Zum ersten Mal ist die Union unter Friedrich Merz dabei, im Bundestag eine Mehrheit mit der
AfD zu bilden. Die Vorschläge von der Union brechen Europarecht und sie würden
Deutschland vollständig abriegeln. Damit macht Friedrich Merz Europa kaputt und riskiert
jede Chance auf europäische Zusammenarbeit. Stattdessen müssen wir die Sicherheit in
Deutschland erhöhen und die Einheit in Europa stärken. Mit Rechtsextremen
zusammenzuarbeiten und Grenzen in Europa zu schließen, ist das Gegenteil davon.
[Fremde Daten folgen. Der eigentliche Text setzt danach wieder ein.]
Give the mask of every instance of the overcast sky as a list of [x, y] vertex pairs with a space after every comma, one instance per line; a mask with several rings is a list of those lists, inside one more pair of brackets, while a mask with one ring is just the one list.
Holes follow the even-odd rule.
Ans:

Statt in der demokratischen Mitte Lösungen zu suchen, hat Friedrich Merz mit
seinem Kurs von Anbeginn bewusst die Zustimmung der in Teilen
rechtsextremen AfD billigend in Kauf genommen. Er hat damit sein eigenes
Wort an die Parteien der politischen Mitte gebrochen – obwohl unter anderem
wir Gesprächsbereitschaft bekundet hatten. Dafür wird er von der AfD gefeiert.
Es stellt sich die Frage: Wenn Merz in einer solch wichtigen Frage drei Wochen
vor der Bundestagswahl mit den Rechtsextremen gemeinsame Sache macht, wo
würde er es dann nicht tun?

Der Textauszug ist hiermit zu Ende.